The above two-key plot shows also the number of items in the rule. For most rules there are 3 items.
Grouped matrix-based visualization
plot(marketrules, method="grouped", control=list(reorder=TRUE))
## Available control parameters (with default values):
## k = 20
## aggr.fun = function (x, ...) UseMethod("mean")
## rhs_max = 10
## lhs_label_items = 2
## col = c("#EE0000FF", "#EEEEEEFF")
## groups = NULL
## engine = ggplot2
## verbose = FALSE
The above balloon plot shows the antecedent groups (LHS) as columns and consequents (RHS) as rows. The group which contains the most important rules according to lift are shown in the leftmost column. The group contains 1 rule with one positive consequent - bulmers.
library(arulesViz)
plot(marketrules, method="graph", measure="support", shading="lift", main = "Association Rules Graph")

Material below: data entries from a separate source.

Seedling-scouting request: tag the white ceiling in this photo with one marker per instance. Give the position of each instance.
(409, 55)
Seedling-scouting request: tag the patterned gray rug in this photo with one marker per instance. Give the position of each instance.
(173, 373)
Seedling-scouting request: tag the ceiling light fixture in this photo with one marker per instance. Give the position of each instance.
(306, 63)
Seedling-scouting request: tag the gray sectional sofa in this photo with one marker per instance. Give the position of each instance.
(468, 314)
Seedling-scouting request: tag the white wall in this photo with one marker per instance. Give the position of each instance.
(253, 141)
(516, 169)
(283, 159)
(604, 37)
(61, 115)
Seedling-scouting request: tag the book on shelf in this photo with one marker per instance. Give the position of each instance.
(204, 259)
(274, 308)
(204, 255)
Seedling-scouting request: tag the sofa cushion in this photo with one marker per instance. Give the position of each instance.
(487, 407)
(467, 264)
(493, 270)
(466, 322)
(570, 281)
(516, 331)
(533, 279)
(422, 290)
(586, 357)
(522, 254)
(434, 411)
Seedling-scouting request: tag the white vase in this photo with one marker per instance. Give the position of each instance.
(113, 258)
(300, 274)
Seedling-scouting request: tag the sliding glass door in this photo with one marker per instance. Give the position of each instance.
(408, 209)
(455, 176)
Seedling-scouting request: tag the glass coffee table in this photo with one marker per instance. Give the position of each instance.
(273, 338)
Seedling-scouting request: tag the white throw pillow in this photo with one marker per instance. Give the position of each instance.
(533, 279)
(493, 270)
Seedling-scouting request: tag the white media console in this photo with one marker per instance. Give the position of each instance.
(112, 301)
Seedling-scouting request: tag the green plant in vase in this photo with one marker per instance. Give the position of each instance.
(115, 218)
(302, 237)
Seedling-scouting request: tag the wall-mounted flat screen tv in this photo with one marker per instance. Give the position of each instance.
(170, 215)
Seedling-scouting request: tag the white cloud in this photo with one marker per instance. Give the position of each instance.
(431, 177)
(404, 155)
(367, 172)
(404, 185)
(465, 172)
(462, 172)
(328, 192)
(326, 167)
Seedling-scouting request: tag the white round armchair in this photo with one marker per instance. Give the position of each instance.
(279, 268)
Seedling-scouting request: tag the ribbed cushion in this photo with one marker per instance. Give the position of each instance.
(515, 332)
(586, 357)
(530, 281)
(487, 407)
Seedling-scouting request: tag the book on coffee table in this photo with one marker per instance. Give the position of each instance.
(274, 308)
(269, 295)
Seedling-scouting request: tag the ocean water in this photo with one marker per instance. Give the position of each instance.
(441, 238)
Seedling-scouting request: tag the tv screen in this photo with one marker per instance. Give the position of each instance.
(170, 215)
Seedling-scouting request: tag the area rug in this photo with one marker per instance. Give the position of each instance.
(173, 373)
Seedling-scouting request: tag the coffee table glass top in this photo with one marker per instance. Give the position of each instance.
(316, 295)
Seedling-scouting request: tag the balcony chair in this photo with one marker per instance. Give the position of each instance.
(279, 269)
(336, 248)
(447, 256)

## Warning: Unknown control parameters: main
## Available control parameters (with default values):
## layout = stress
## circular = FALSE
## ggraphdots = NULL
## edges = <environment>
## nodes = <environment>
## nodetext = <environment>
## colors = c("#EE0000FF", "#EEEEEEFF")
## engine = ggplot2
## max = 100
## verbose = FALSE
The above graph shows revealed rules between products. The arrows show the relation between categories. The size and color of vertices often represent lift and support, respectively.
Parallel Coordinates Plot
marketrules2<-head(marketrules, n=10, by="lift")
plot(marketrules2, method="paracoord", control=list(reorder=TRUE))
The positions are in the LHS where 2 is the most recent addition to basket and 1 is the item people previously had. The Parallel Coordinates Plot indicates that when people buy mayonnaise and ham, they are also likely to buy cheese.
The association rules is an extremely useful tool in studying patterns of behavior and can be applied not only in market basket analysis. The results of the apriori algorithm used in this report is easy to understand and interpret. Another advantage is a good operation of the algorithm with large data sets enabling to extract useful information that is usually difficult when we have many dimensions. For the analysed dataset the behavior of customers somehow reflects their eating habits, sometimes they also suggest an intention to prepare a specific meal.